Banda Aceh kembali menghadapi defisit anggaran yang cukup besar, mencapai Rp39,8 miliar. Kepala Badan Pengelolaan Keuangan Kota (BPKK) Banda Aceh, Alriandi Adiwinata, menyebut bahwa angka tersebut berasal dari Surat Perintah Membayar (SPM) yang tidak dapat direalisasikan hingga 31 Desember 2024.
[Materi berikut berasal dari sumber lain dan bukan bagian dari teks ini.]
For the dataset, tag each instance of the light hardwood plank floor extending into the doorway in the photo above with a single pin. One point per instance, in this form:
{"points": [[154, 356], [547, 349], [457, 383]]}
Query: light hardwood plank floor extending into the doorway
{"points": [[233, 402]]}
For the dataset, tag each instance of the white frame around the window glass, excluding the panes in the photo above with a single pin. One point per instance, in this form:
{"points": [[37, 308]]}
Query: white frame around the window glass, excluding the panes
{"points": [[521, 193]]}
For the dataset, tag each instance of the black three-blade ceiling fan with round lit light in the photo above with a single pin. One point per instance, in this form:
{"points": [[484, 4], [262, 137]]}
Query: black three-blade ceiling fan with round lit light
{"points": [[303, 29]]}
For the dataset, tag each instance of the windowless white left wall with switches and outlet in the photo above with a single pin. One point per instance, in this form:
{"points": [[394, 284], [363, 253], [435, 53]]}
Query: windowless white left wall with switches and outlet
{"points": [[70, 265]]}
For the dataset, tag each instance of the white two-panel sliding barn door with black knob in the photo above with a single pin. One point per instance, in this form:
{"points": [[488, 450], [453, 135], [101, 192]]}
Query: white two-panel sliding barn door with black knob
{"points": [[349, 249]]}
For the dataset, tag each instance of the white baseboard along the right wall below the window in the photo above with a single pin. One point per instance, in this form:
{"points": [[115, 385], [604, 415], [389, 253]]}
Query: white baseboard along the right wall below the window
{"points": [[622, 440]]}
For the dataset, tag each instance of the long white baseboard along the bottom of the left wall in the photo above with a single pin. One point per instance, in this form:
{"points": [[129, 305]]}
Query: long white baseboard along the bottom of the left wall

"Utang ini mencakup kewajiban kepada pihak ketiga dan Alokasi Dana Gampong (ADG). Namun, jumlah pastinya masih dalam tahap reviu oleh Inspektorat Banda Aceh," kata Alriandi, Selasa (11/2/2025).
Menurutnya, ada tiga faktor utama yang menyebabkan defisit anggaran ini. Pertama, Pendapatan Asli Daerah (PAD) tidak mencapai target, dengan kekurangan 10 persen atau sekitar Rp16 miliar. Kedua, pendapatan transfer dari pemerintah pusat juga lebih rendah dari yang diharapkan, yakni minus 2,64 persen atau setara Rp27 miliar.
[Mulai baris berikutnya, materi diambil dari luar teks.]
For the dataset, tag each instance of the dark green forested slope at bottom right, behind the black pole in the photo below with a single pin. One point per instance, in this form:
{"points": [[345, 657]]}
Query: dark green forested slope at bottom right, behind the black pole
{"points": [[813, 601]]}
Ketiga, terjadi kekurangan Dana Alokasi Umum (DAU) untuk Pegawai Pemerintah dengan Perjanjian Kerja (PPPK). Dari kebutuhan Rp69 miliar, Pemko Banda Aceh hanya menerima Rp49 miliar, sehingga selisih Rp20 miliar menjadi beban tambahan bagi APBD.
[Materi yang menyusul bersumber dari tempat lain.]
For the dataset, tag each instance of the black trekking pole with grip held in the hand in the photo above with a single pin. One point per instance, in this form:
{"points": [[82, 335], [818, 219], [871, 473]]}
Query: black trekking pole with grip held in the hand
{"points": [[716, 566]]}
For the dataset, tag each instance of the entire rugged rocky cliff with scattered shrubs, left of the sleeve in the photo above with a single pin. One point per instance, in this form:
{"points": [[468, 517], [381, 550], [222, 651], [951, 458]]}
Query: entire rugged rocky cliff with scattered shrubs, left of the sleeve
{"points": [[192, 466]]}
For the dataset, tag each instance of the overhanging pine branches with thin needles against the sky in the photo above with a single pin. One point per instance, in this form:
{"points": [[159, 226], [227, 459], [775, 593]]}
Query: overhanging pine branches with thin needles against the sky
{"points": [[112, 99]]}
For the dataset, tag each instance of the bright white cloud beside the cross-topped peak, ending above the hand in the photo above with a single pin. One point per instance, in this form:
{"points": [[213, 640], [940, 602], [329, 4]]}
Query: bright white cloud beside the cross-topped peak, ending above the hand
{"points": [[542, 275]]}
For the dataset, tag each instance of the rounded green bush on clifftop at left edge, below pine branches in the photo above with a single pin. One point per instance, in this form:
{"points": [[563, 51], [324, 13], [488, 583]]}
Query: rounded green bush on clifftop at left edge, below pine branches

Selain harus menutup defisit anggaran 2024, Pemko Banda Aceh juga menghadapi tantangan keuangan yang lebih besar di tahun 2025. Kekurangan alokasi belanja gaji dan tunjangan PNS serta PPPK diperkirakan mencapai Rp86 miliar.
"Khusus untuk PPPK formasi 2019-2023, kebutuhan gaji satu bulan saja mencapai Rp25 miliar. Sementara untuk PPPK formasi 2024, dibutuhkan tambahan Rp61 miliar," ungkapnya.
Tak hanya itu, RSUD Meuraxa juga mencatat utang sebesar Rp49 miliar, yang terdiri dari insentif jasa layanan Rp19 miliar, belanja obat dan bahan medis Rp22 miliar, serta belanja operasional Rp8 miliar.
Menanggapi kondisi ini, Pj Sekdako Banda Aceh, Bachtiar, menegaskan bahwa pihaknya berkomitmen untuk menyelesaikan pembayaran utang tersebut dengan langkah-langkah konkret agar tidak semakin membebani keuangan daerah.